About 5 hours after the sinking, the crew began to do some math. They could tell by the depth gage that the bottom was 180 feet from the surface. The S-5 was 231 feet long. At a 60 angle to the bottom, some part of the submarine must be above the surface! Crewmen in the motor room listened to the hull, and could hear the sound of waves lapping against it. The aft-most 17 feet of the ship sticking up out of the water. Yes, this is an instance where trigonometry turned out to be useful in real life, like your geometry teacher said it would.


Realizing that this was a potential chance to escape, Cooke himself climbed up into the furthest aft compartment in the boat, the tiny tiller room. The tiller room was really not a working space, but housed gears that turned the rudder and stern planes. Even the tiller itself, meant to be used for steering only if the electrical actuation failed, was outside, in the motor room.

Battery Room of S-4, with crew bunks stowed. The battery is under the floor.

Crews Quarters of S-4. This compartment filled with deadly gas.

Tiller Room of S-4. There really is no room at all in this 'room' for anything but gears.

Cooke asked for the one electric drill on board, which was shorted out. He then was given a manual Breast drill, and set to work boring through the high strength, ¾” steel hull. If they were right, he would see the sky, if they were wrong, they would have one more leaking problem to contend with. Cooke cut through, and a quarter inch hole showed that the stern was decently high out of the water and that it was now dark, (Clock time is given as 2000 and I’m not a mariner, I don’t like time formatted this way, it was 10 pm) and about six hours from the beginning of the disaster, the first pinprick of hope began to develop.

Note a tiny opening in the hull above the water line! All 37 members of the crew are confined to the Motor and Engine Rooms from now on.

That wasn’t much, however. Cooke planned to cut a small opening to let fresh air in, because already the buildup of CO2 was causing the crewman to become lethargic. Organized work parties took turns drilling closely spaced holes and chiseling the space between them. Each hole took 20 minutes to drill. There was no fresh water in the remaining compartments, so thirst was also becoming a big problem, the working parties shared what there was, a few cans of peas and beans.
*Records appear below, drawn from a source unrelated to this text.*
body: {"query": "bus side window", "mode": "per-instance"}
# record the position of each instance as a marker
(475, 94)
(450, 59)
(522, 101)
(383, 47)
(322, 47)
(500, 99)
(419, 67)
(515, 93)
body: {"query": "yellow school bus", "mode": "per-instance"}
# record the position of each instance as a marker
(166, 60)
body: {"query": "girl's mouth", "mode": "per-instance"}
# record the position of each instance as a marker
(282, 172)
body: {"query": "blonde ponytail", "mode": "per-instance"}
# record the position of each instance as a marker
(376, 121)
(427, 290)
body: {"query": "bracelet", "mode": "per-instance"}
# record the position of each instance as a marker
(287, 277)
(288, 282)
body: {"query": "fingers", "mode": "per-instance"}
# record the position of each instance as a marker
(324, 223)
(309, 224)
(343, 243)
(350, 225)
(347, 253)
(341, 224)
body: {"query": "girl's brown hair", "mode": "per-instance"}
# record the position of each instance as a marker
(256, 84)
Five hours into the drilling, they had cut a hole about three inches across. A ship was sighted passing by, but it disappeared. Drilling continued. At their present rate, it would take 30 hours to create an opening large enough to squeeze through, and the air was only becoming more unbreathable, the crew more exhausted. After 16 hours of drilling, they had opened a triangular hole six by eight inches, and several crewmen were already unconscious. Cooke had seen one other ship in the distance, but it disappeared as well. At 2 pm, September 2nd, 24 hours after the crash dive began, a ship was seen, closer than the first two. A long copper pipe with a white t-shirt attached was waved frantically out of the opening.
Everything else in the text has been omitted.